How many roots foes the following equation possess `3 ^(|x|) (|2-|x||)=2` ?

To solve the equation \( 3^{|x|} (|2 - |x||) = 2 \), we will follow these steps: ### Step 1: Rewrite the equation We start by rewriting the equation: \[ |2 - |x|| = \frac{2}{3^{|x|}} \] ### Step 2: Analyze the expression \( |2 - |x|| \) The expression \( |2 - |x|| \) can be broken down into two cases based on the value of \( |x| \): 1. **Case 1:** \( |x| \leq 2 \) - In this case, \( |2 - |x|| = 2 - |x| \). - The equation becomes: \[ 2 - |x| = \frac{2}{3^{|x|}} \] 2. **Case 2:** \( |x| > 2 \) - Here, \( |2 - |x|| = |x| - 2 \). - The equation becomes: \[ |x| - 2 = \frac{2}{3^{|x|}} \] ### Step 3: Solve Case 1 For Case 1: \[ 2 - |x| = \frac{2}{3^{|x|}} \] Rearranging gives: \[ |x| = 2 - \frac{2}{3^{|x|}} \] Let \( y = |x| \).
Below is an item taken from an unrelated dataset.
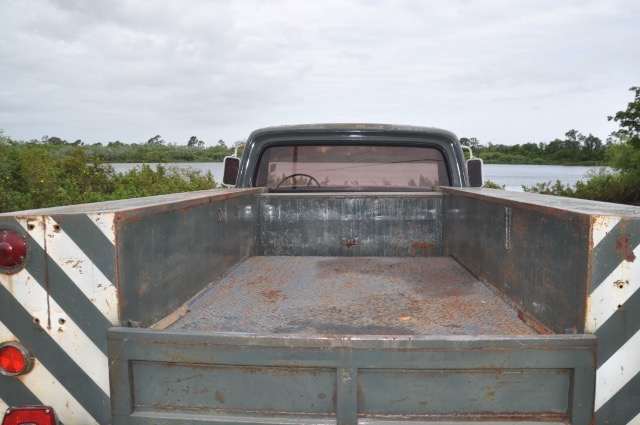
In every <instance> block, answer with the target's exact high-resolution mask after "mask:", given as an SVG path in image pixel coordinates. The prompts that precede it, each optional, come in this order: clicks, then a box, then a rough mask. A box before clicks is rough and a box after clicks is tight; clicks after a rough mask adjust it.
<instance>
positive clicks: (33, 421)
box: [2, 406, 58, 425]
The equation becomes: \[ y = 2 - \frac{2}{3^y} \] ### Step 4: Analyze the function \( f(y) = y + \frac{2}{3^y} - 2 \) We need to find the roots of \( f(y) = 0 \). 1. **Behavior of \( f(y) \)**: - As \( y \to 0 \), \( f(0) = 0 + 2 - 2 = 0 \). - As \( y \to \infty \), \( f(y) \to \infty \) since \( y \) dominates. - \( f(y) \) is continuous and differentiable. 2. **Finding critical points**: - The derivative \( f'(y) = 1 - \frac{2 \ln(3)}{3^y} \). - Set \( f'(y) = 0 \) to find critical points: \[ 1 = \frac{2 \ln(3)}{3^y} \implies 3^y = 2 \ln(3) \implies y = \log_3(2 \ln(3)) \] 3. **Number of roots**: - Check the behavior of \( f(y) \) around the critical point to determine the number of roots. ### Step 5: Solve Case 2 For Case 2: \[ |x| - 2 = \frac{2}{3^{|x|}} \] Rearranging gives: \[ |x| = 2 + \frac{2}{3^{|x|}} \] Let \( z = |x| \). The equation becomes: \[ z = 2 + \frac{2}{3^z} \] ### Step 6: Analyze the function \( g(z) = z - 2 - \frac{2}{3^z} \) 1. **Behavior of \( g(z) \)**: - As \( z \to 2 \), \( g(2) = 0 \). - As \( z \to \infty \), \( g(z) \to \infty \). 2. **Finding critical points**: - The derivative \( g'(z) = 1 + \frac{2 \ln(3)}{3^z} \) is always positive, indicating \( g(z) \) is increasing. 3. **Number of roots**: - Since \( g(z) \) is increasing and crosses the x-axis at \( z = 2 \), there is exactly one root in this case. ### Conclusion Combining the results from both cases, we find that: - Case 1 can yield up to 2 roots. - Case 2 yields 1 root. Thus, the total number of roots for the equation \( 3^{|x|} (|2 - |x||) = 2 \) is **3**.